Ticket History #9127: Behavior of API krb5_get

Subject:	Behavior of API krb5_get_credentials vary
To:	"krb5-bugs@mit.edu" <krb5-bugs@mit.edu>
From:	"Dipen Patel" <Dipen.Patel@ibm.com>
CC:	"Samir Sayyed" <ssayyed@us.ibm.com>
Date:	Fri, 7 Jun 2024 06:28:06 +0000

Download (untitled) / with headers
text/plain 1KiB

Download (untitled) / with headers
text/html 5KiB

On Windows 11,If credential guard is on and Kerberos credential cache is stored in MSLSA then behavior of API krb5_get_credentials vary

Scenario1: credential guard value as below

result of powershell command

PS C:\Users\DipenPatel> (Get-CimInstance -ClassName Win32_DeviceGuard -Namespace root\Microsoft\Windows\DeviceGuard).SecurityServicesRunning
1
2
PS C:\Users\DipenPatel>

For this scenario API krb5_get_credentials with kerberos credential cache returns '0' as expected.

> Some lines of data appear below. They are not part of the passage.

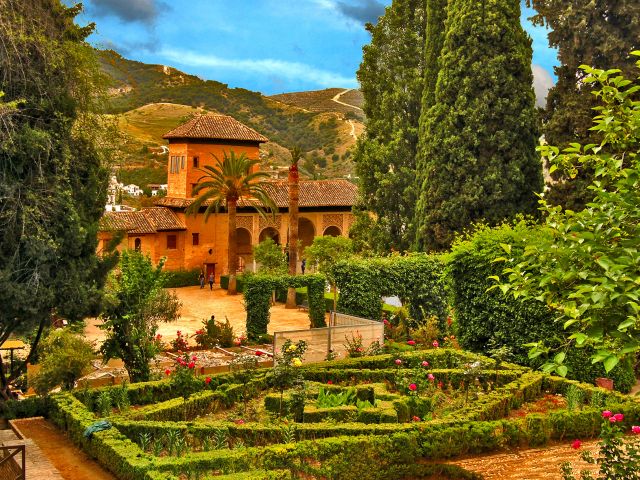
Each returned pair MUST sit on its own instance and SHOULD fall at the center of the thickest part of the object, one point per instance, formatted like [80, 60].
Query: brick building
[187, 241]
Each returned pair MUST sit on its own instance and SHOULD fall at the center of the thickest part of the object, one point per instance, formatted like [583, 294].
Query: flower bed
[346, 416]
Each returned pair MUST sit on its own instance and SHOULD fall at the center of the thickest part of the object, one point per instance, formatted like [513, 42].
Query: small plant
[144, 440]
[575, 397]
[354, 345]
[103, 404]
[617, 459]
[180, 343]
[221, 439]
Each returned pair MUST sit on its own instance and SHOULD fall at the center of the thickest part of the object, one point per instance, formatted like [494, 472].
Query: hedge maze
[391, 416]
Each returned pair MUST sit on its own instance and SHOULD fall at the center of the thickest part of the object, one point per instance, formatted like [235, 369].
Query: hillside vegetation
[149, 100]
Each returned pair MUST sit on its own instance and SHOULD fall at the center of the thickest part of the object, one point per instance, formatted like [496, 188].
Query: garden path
[528, 464]
[198, 304]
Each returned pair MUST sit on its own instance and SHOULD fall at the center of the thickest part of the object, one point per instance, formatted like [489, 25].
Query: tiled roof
[147, 220]
[218, 127]
[313, 193]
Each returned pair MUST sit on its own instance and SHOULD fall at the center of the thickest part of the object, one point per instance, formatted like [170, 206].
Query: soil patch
[69, 460]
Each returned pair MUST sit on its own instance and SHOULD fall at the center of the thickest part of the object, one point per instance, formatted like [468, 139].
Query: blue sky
[271, 46]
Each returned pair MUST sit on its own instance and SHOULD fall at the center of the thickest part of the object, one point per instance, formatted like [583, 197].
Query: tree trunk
[232, 260]
[294, 197]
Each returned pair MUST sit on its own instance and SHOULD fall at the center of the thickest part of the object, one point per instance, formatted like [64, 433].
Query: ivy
[257, 299]
[416, 279]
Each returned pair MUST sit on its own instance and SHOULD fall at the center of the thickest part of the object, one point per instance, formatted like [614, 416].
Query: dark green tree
[52, 170]
[480, 158]
[598, 33]
[391, 80]
[136, 303]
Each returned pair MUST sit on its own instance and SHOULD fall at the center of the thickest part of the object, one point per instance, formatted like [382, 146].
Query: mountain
[148, 100]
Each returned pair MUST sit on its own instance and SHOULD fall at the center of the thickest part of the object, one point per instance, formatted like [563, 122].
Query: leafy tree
[232, 179]
[480, 159]
[53, 175]
[325, 252]
[64, 357]
[294, 200]
[587, 269]
[598, 33]
[136, 304]
[391, 80]
[270, 257]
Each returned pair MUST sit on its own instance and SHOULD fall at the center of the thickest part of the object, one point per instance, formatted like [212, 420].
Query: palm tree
[294, 198]
[225, 183]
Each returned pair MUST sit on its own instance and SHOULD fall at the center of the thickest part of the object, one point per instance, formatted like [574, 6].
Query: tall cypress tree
[481, 133]
[436, 18]
[391, 80]
[601, 34]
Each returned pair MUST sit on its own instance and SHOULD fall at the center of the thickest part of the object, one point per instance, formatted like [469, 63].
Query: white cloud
[289, 70]
[542, 82]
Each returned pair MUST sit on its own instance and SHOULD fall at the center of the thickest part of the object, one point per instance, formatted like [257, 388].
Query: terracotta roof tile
[147, 220]
[218, 127]
[313, 193]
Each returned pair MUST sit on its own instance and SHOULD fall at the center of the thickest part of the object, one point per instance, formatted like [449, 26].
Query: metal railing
[7, 456]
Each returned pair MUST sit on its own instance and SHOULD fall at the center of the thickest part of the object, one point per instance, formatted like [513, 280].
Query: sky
[270, 46]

Scenario2: credential guard value as below

result of powershell command

PS C:\Users\DipenPatel> (Get-CimInstance -ClassName Win32_DeviceGuard -Namespace root\Microsoft\Windows\DeviceGuard).SecurityServicesRunning
1
PS C:\Users\DipenPatel>

For this scenario API krb5_get_credentials with kerberos credential cache returns '1'. with error 'KRB5_CC_NOTFOUND'

NOTE:- Windows document link to Verify if Credential Guard is enabled as below.

"https://learn.microsoft.com/en-us/windows/security/identity-protection/credential-guard/configure?tabs=reg"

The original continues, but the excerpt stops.